I disagree, but my opinion is colored by my own experience, and having specialized in parallel and distributed computing (in HPC, simulations and such).
When you can separate the logical tasks for each core, the end result can be much simpler than the same functionality running on a single core.
The key difference is understanding and using the various mechanisms one can use for communications (and passing data) between the cores, and how to separate the "jobs" effectively.
In other words, you do need to learn/know more programming techniques, but it is worth it in the end. Message passing, message queues and mailboxes, are extremely common, and very often used in systems programming especially in low-level graphics interfaces. Inter-core interrupts (where code in one core causes an interrupt in a designated other core or all other cores) are also useful, but more for synchronization than data/message passing. RPis use a mailbox interface for communicating between the VC and the ARM core, for example. If you care to learn by a combination of learning the background idea/theory and then experiment, I assure you can get the hang of it quick.

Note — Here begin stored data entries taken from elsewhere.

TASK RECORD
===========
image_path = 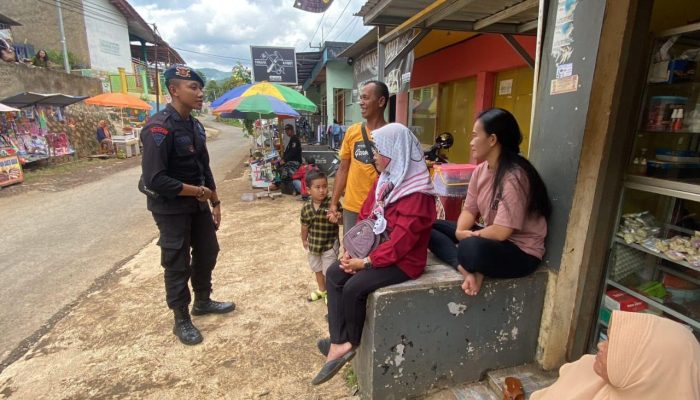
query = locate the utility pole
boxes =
[56,0,70,73]
[152,23,160,112]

It does require some experience to design the separation between logical workloads in a parallel/multi-core system effectively, though.

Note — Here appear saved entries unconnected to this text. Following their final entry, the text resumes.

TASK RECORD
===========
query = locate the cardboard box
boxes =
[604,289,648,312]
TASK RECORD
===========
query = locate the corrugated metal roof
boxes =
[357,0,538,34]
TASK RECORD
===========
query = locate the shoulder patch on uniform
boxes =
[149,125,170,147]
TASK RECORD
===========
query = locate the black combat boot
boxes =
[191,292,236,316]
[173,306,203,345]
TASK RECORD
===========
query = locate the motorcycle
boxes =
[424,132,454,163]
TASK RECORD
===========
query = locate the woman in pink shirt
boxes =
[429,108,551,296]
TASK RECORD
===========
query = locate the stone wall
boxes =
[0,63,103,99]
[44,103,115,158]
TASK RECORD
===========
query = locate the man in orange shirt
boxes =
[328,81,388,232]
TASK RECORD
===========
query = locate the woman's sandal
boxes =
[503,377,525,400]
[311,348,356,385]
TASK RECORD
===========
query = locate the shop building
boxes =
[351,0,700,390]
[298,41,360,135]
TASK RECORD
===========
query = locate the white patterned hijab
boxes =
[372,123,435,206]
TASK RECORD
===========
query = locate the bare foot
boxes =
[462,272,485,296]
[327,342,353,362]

If we look at historical precedents, the first parallelization primitives in programming languages revolved around parallelizing loops and such, which really isn't that useful in real life; we just had to learn the better ways, eventually.
I don't think there are any right or wrong answers as such. It is like many engineering things, whereby there are millions of different ways of skinning a cat.
A period of time, after I posted, what you quoted. I partly changed my mind, because some real-time tasks, would actually benefit from the separation (partly like how you describe), but I was thinking more on the lines of. One of the CPUs could have any intensive interrupt handling sections, with the corresponding timing jitter, and increases in maximum latency.
But the other core, could have few or no interrupts, and hence be able to have rather deterministic timings and progress through what it is supposed to do.
I see your point, which is a very good one. Which (if I understood it correctly), is saying that splitting real life software tasks/jobs (presumably in some but not all cases), between different CPUs (or threads), can be a useful way of breaking/partitioning down a task, into efficiently sized 'chunks' for software developers, to handle.
Because single core performance (barring possible future developments/inventions, e.g. Quantum computers, although that would be more like a huge number of tiny cores, acting in parallel), is unlikely to speed up that much, because of laws of physics limitations, such as the speed of light and limits as to how small, low capacitance and fast, real life producible integrated circuits, can develop into.
Also, that tends to use disproportionately much more power, than lower frequency solutions.
Whereas, having an ever increasing number of cores, in the same processor package, for CPUs or graphics cards. Tends to be cost, size and power efficient. So could well be the way forward.
But there could be barriers, such as Amdahl law.
https://en.wikipedia.org/wiki/Amdahl%27s_law